Composite - Timelapses





During my residency at Cité des arts internationale in Paris (Summer 2025) I developed this series using archival footage spanning almost 100 years of observational cinema. Starting in 1904 with At the foot of the Flatiron by A.E. Woods, the original 2 minute and 46 second clip observes as a crowd walks on the sidewalk clutching onto their hats during a very windy next to the newly erected Flatiron building in New York City. The film camera, also a relatively new invention, becomes a focal point for many of the passerby. When a Black man walks past the camera, he turns around twice, making a double take staring directly at the lens, losing his hat to the wind.
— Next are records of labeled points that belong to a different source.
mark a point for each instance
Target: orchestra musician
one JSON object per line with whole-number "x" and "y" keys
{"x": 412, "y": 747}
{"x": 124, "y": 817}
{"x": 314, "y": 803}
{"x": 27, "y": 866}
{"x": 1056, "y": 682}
I focused on this moment as an early example of the provocation of the camera, where the camera itself becomes part of what is being observed, and a variable in the document. 

In the later half of the 1920’s, Zora Neale Hurston would become the first Black woman to be considered a field ethnographer, documenting the lives of mainly Black living in the South and sometimes including herself in the footage. In Children Playing (1929), Hurston documents a group of children in a playground in Miami. This moment here, the children surround the camera, staring deep into the lens and viewer. Hurston’s work as an ethnographer posed an important question in the narrative around this work, who must the camera be filming in order to be “observing” and who is it filming when it is gathering information?

In the 60’s, Sara Gomez would become the first Black Cuban woman to make a film. Her first and only feature length film, De Cierta Manera (1974), is a narrative-documentary hybrid telling the love story between a factory worker and school teacher and their differences in their revolutionary perspectives. In the documentary asides, the film explores the life of various characters throughout the film. In this scene, the camera wanders into an Abakua ritual, where men sing, dance, and play music. The wall built by the narrative fiction is deconstructed as the men in their ceremony look directly at the camera, and sing.

In Juancy cumple cinco en Cuba (2001), I take from my personal archive, a video my mom took of me at Museo de la Revolucion sitting at the foot of the tank in which Fidel Castro and others rode into Habana after the Bay of Pigs. I point at the sky and look at the camera, calling to my mother.